Protected PCIE Verifier
Project description
Protected PCIE Verifier
- Overview
- Architecture diagram
- Getting Started
- Prerequisites
- Installation
- Usage
- Troubleshooting
- License
Overview
In a multi-GPU confidential computing (CC) setup, NVLink interconnects and NVSwitches are used for GPU to GPU data traffic. NVLink interconnects and NVSwitches are outside the trust boundary and thus should not allow access to plain-text data. All data that flows over NVLink must be encrypted prior to transfer and decrypted at the destination GPU. On the GPU encryption and decryption is performed by the GPU copy engine (CE).
Bouncing through a CE adds constraints and latency to the data path which may result in performance drops for some workloads. To minimize performance impact, NVIDIA's 'PPCIE' mode adjusts the security model to trust NVLink data, enabling plain-text traffic without CEs while preserving a Confidential Virtual Machine.
Note: There are only two supported GPU usage configurations: ALL GPUs are in CC mode. Each GPU can be assigned to one Confidential VM. In this scenario, use the CC verifier. ALL GPUs are in PPCIe mode. All GPUs must be assigned one Confidential VM. In this scenario, use the PPCIE verifier
High-Level Architecture Diagram
The PPCIE verifier is a tool designed to verify the security of the multi-GPU system by attesting to the integrity of its GPUs and NVSwitches. The attestation SDK is used to gather evidence for each device, with further attestation performed either locally or remotely, as specified by the user when running the PPCIE Verifier tool.
After collecting attestation results for each device, the PPCIE verifier validates these results against a policy file to confirm that all claims are legitimate. Following the attestation process, the tool conducts a final topology check to verify that the devices are securely connected to the expected configuration. The final attestation results are then presented to the user, detailing the checks performed.
Detailed Architecture Flow
- The PPCIE Verifier tool is initiated by the user, who specifies the attestation mode for both GPUs and NvSwitches.
- The system components are enumerated (number of GPUs and NvSwitches).

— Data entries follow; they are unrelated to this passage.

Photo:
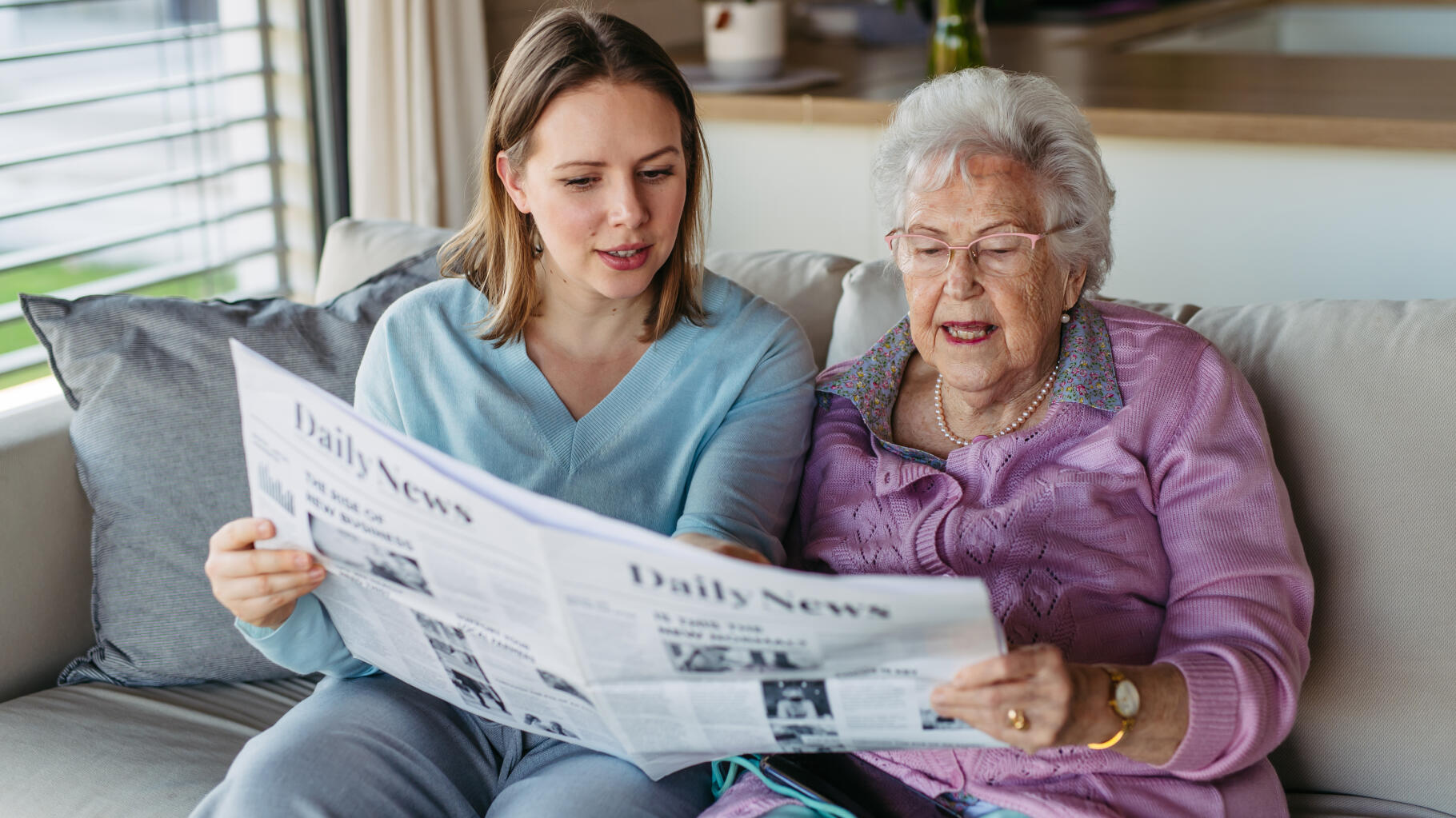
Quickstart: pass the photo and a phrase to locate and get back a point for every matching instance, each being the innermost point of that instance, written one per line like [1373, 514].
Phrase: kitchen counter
[1266, 98]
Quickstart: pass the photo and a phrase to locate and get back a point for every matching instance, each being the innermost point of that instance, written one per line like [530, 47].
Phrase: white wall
[1209, 223]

- Pre-checks are performed on each GPU to ensure it is configured for confidential computing.
- Pre-checks are performed on each NvSwitch to ensure it is configured for confidential computing.
- The required GPU evidence for attestation is collected from the Attestation SDK for each GPU.

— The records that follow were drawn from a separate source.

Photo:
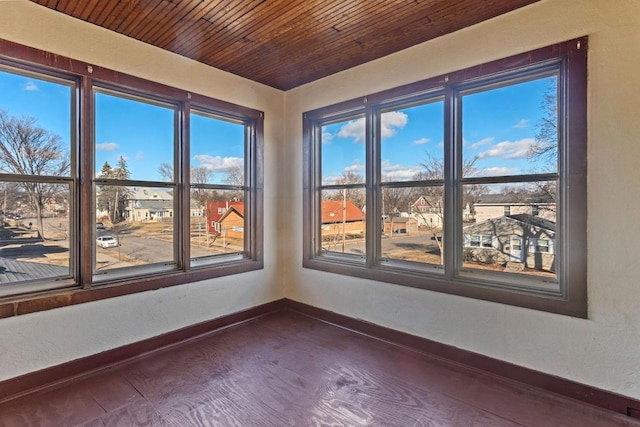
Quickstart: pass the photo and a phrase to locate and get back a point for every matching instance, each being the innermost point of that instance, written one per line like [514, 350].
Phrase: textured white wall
[39, 340]
[603, 350]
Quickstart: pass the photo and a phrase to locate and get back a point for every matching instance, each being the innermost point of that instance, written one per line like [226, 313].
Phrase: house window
[111, 149]
[219, 179]
[478, 241]
[37, 179]
[514, 134]
[543, 245]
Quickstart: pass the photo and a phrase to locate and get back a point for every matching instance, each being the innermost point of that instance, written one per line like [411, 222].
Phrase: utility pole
[115, 208]
[344, 216]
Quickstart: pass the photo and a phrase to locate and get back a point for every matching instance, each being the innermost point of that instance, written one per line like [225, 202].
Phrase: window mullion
[372, 179]
[182, 203]
[452, 170]
[85, 216]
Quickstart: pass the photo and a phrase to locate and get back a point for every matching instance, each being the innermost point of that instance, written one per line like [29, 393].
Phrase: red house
[215, 212]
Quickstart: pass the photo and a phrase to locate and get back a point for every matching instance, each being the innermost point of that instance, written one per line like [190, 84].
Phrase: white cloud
[30, 87]
[482, 142]
[498, 171]
[390, 123]
[218, 163]
[107, 146]
[353, 129]
[398, 172]
[327, 137]
[355, 167]
[509, 150]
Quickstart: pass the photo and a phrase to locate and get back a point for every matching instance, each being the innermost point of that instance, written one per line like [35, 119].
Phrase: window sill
[31, 303]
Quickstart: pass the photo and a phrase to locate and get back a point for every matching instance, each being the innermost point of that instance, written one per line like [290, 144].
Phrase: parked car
[107, 242]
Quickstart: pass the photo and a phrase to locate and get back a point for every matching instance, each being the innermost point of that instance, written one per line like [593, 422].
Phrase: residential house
[521, 238]
[342, 218]
[232, 222]
[146, 204]
[495, 205]
[428, 211]
[216, 210]
[400, 224]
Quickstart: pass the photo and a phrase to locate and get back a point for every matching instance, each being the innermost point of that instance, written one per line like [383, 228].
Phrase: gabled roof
[146, 193]
[515, 199]
[525, 219]
[213, 206]
[239, 210]
[156, 205]
[427, 201]
[399, 219]
[535, 221]
[332, 211]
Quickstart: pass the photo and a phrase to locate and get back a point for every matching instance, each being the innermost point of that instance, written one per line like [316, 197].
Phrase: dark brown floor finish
[286, 369]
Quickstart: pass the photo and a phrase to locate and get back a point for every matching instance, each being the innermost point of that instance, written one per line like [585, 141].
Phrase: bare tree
[433, 169]
[357, 196]
[29, 150]
[545, 147]
[113, 198]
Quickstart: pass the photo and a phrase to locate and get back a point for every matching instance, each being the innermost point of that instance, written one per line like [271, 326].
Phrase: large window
[107, 179]
[458, 183]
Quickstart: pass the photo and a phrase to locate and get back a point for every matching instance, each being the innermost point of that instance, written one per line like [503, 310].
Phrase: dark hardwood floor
[287, 369]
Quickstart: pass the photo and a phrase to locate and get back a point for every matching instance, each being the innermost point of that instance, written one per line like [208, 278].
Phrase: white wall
[604, 350]
[39, 340]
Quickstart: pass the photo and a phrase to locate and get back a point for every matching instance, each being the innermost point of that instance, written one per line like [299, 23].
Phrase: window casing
[430, 201]
[122, 150]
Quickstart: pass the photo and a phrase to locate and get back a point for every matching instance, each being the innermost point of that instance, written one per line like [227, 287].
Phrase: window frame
[567, 59]
[37, 295]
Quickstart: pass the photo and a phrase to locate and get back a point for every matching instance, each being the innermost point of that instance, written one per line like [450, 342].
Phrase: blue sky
[499, 126]
[140, 132]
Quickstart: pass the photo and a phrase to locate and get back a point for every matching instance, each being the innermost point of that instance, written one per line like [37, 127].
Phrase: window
[37, 179]
[109, 179]
[457, 183]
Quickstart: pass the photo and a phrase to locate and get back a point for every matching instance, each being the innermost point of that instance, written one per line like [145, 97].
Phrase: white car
[107, 241]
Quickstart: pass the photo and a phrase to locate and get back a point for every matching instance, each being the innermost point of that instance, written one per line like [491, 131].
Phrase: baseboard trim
[68, 371]
[567, 388]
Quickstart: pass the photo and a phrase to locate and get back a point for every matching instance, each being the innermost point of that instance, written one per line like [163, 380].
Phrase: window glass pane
[511, 130]
[34, 245]
[343, 152]
[140, 134]
[134, 226]
[412, 224]
[343, 221]
[217, 222]
[412, 143]
[217, 150]
[35, 126]
[517, 242]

- Once the evidence is collected, the PPCIE Verifier tool initiates attestation verification based on the mode specified by the user.
- GPU attestation is initiated by the Attestation SDK: the local-gpu-verifier is used for local attestation, while NRAS (NVIDIA's Remote Attestation Service) is used for remote attestation.

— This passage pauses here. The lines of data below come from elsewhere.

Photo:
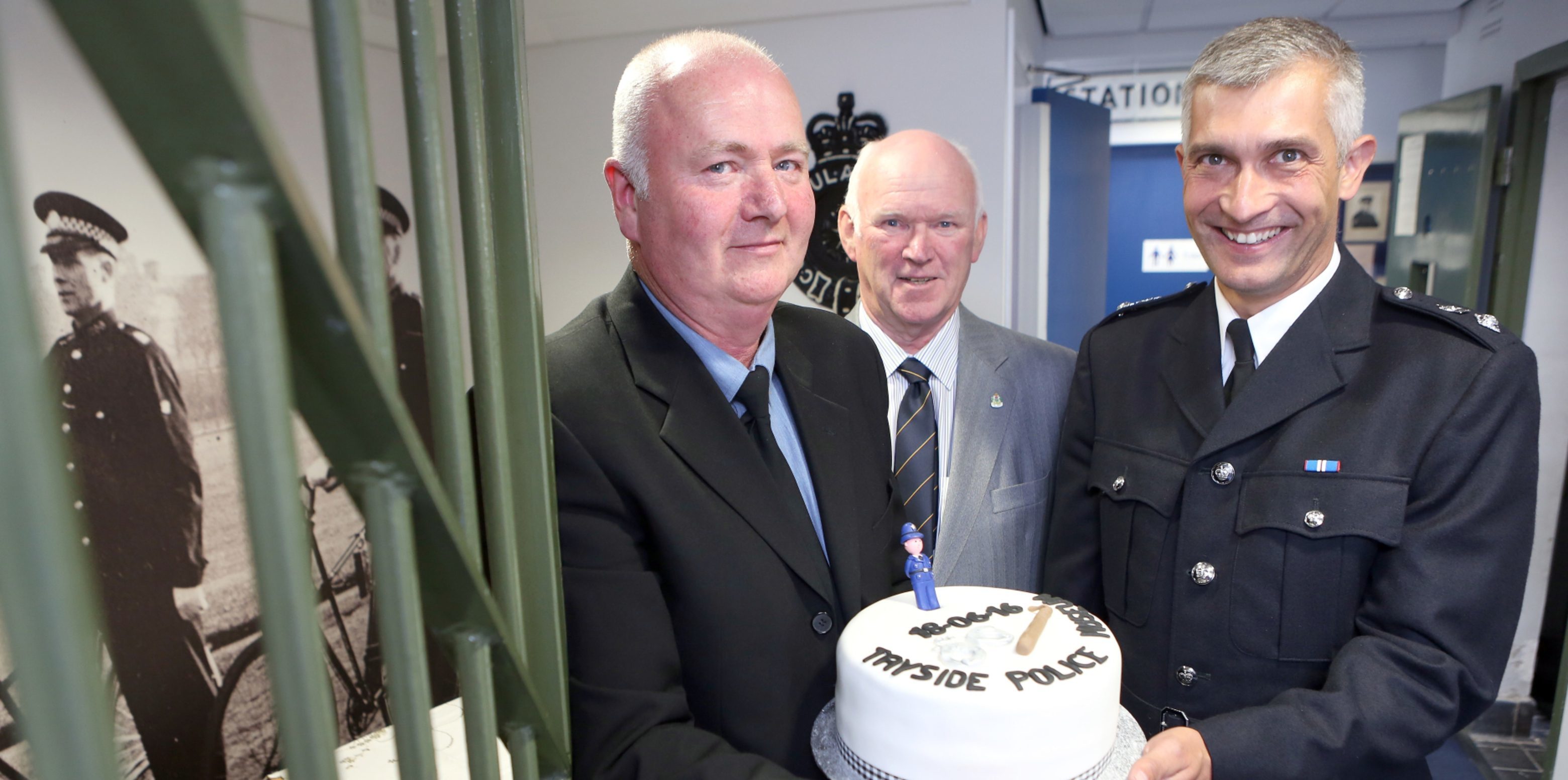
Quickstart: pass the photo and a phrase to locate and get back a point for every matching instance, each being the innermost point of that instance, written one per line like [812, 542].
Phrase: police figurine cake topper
[918, 567]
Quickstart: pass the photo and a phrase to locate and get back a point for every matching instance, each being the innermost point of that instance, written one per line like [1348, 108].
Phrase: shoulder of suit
[1131, 308]
[1481, 327]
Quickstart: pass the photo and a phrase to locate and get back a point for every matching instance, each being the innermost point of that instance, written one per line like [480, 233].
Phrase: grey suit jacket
[993, 525]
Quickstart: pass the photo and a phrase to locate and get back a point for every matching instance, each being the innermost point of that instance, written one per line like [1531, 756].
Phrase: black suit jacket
[702, 619]
[1354, 619]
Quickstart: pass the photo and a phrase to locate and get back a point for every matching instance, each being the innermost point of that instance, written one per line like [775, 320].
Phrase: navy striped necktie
[915, 451]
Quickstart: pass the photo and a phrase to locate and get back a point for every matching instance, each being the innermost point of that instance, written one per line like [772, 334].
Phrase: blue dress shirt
[730, 372]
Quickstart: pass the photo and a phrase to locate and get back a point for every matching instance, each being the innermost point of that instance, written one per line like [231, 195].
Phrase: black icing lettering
[1098, 660]
[1076, 666]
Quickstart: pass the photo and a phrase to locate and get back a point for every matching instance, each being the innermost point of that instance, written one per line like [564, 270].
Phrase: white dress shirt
[1269, 325]
[941, 357]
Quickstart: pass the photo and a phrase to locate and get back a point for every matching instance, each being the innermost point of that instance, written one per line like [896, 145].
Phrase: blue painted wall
[1145, 203]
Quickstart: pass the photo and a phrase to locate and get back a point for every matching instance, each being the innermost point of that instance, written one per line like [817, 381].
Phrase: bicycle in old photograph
[244, 724]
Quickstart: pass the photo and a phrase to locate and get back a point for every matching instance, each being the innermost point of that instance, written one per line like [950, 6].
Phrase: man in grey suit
[974, 409]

- The Attestation SDK provides GPU attestation results to the PPCIE Verifier.
- If the GPU attestation is successful, the PPCIE Verifier proceeds to collect evidence for the NvSwitches from the Attestation SDK.
- Once all NvSwitch evidence is collected, attestation is initiated by the PPCIE Verifier.
- NvSwitch attestation is performed by the Attestation SDK: the local-switch-verifier is used for local attestation, while NRAS is used for remote attestation.
- The Attestation SDK provides NvSwitch attestation results to the PPCIE Verifier.
- If the NvSwitch attestation is successful, the PPCIE Verifier performs a topology check to ensure the devices are securely connected in the expected configuration.
- The PPCIE Verifier determines the overall results and updates the status for each check it performs.
- The GPU ready state is set.
- The final attestation results are presented to the user, detailing the checks performed and the status of each device in the system.
Getting started
Prerequisites
HGX system with 8 GPUs and 4 switches assigned to the single tenant
python >= 3.8
git installed
Nvidia GPU driver installed
Nvidia Switch driver installed
Nvidia Fabric Manager installed
Installation/Dependencies
PPCIE Verifier has the following dependencies:
- nv-attestation-sdk (Attestation SDK)
- nv-local-gpu-verifier (Local GPU Verifier)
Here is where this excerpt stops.